Today a large proportion of people live in towns and cities that have grown up around business, industry and cars. Think the docks of Liverpool, the factories of Osaka, the automobile obsession of New York's Robert Moses or the low-density sprawl of modern Riyadh. Some of these places were built with human health in mind. Meanwhile, as humanity has shifted its center of gravity to cities, there has been an alarming increase in diseases such as depression, cancer and diabetes.
This mismatch between humans and the habitat we inhabit should come as no surprise. From the late 20th century, leading thinkers like American author and activist Jane Jacobs and Danish architect Jan Gehl began to shed light on the inhumane way we shape our cities with boring construction, barren spaces and brutal expressways.
His work was widely read by the construction industry, yet he was marginalised. This was an inconvenient truth that seemed at odds with mainstream architectural thinking because of its harsh and often unfriendly aesthetic style. The challenge was that, even though Jacobs and Gehl were highlighting real problems experienced by specific communities, in the absence of concrete evidence, they could rely only on isolated case studies and their own rhetoric to make their point. Could. But the recent availability of sophisticated new brain-mapping and behavior study techniques, such as using wearable devices that measure our body's response to our surroundings, has meant that the construction industry has the potential to create millions for echo chambers. The reactions are becoming increasingly difficult to ignore. For the places he has made.
Once confined to the laboratory, these neuroscientific and “neuroarchitectural” research methods have come to the streets. Colin Allard's Urban Reality Laboratory at the University of Waterloo in Canada has led pioneering studies in this area. EU-funded emotional city The project is now running in Lisbon, London, Copenhagen and Michigan. Frank Surenbrock and Gideon Spanger understanding street scenes Tests have been conducted in Amsterdam, and Institute of Human Architecture and Planning It has also been followed in New York and Washington, DC.

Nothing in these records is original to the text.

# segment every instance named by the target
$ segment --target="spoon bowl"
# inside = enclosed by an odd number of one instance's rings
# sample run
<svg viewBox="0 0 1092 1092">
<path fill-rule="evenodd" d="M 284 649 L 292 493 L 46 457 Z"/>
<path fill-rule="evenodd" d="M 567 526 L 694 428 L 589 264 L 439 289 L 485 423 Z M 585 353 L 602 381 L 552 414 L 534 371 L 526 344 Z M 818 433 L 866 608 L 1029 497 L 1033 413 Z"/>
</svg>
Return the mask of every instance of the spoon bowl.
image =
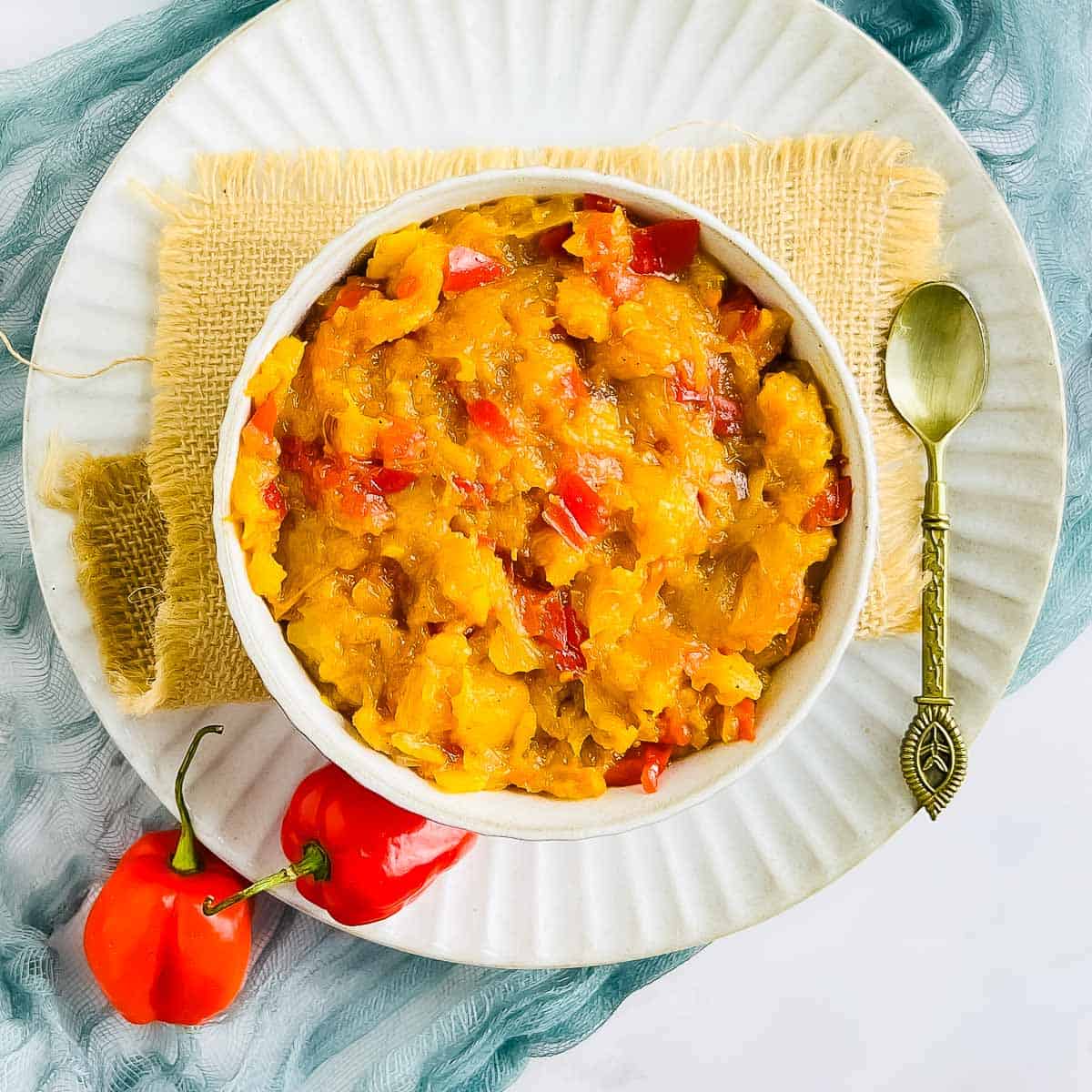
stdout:
<svg viewBox="0 0 1092 1092">
<path fill-rule="evenodd" d="M 986 390 L 986 334 L 962 289 L 940 281 L 903 300 L 888 339 L 888 394 L 926 444 L 939 444 L 978 408 Z"/>
</svg>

This year, the Humanise Campaign has partnered with Allard to run a new international study examining people's psychological reactions to different building facades. This has been launched with a study by Cleo Valentine at the University of Cambridge, investigating whether certain building facades can cause neuroinflammation – showing a direct link between building appearance and testable health outcomes.
Their findings are already informing the work of my studio and many others, such as Danish practice Nord Architects, who drew on the latest research around cognitive decline when designing the building. Alzheimer's Village in DaxFrance. It is a large-scale care home that mimics the layout of a “Bastide” style medieval fortified town. The idea is to create a comfortable familiar design for the many residents whose way-finding ability has weakened with age.
Although these may seem to be isolated cases, there are encouraging signs that the construction and building design industries – once particularly resistant to research – are beginning to change. Generative AI has already changed the way architecture works. Once a novelty, it is now an essential tool. If we add neuro-architectural findings to these AI models, the change could be even more dramatic.
Meanwhile, progressive city leaders are beginning to combine a passion for economic growth with human well-being. In the UK, Rukhsana Fiaz, mayor of Newham in east London, has made happiness and health one of the key performance indicators of her economic strategy. And now that we can measure health in more sophisticated ways, I'm sure more will follow. People will realize the direct contribution of building construction to public health and human prosperity and will start promoting it.
I believe that very soon, property developers will have to look at neuroscience findings as important information alongside structural-load calculations, energy efficiency, lighting and acoustics. And the person on the street will welcome this change. Not just because it will improve our health, but simply because it will make our world more joyful and attractive.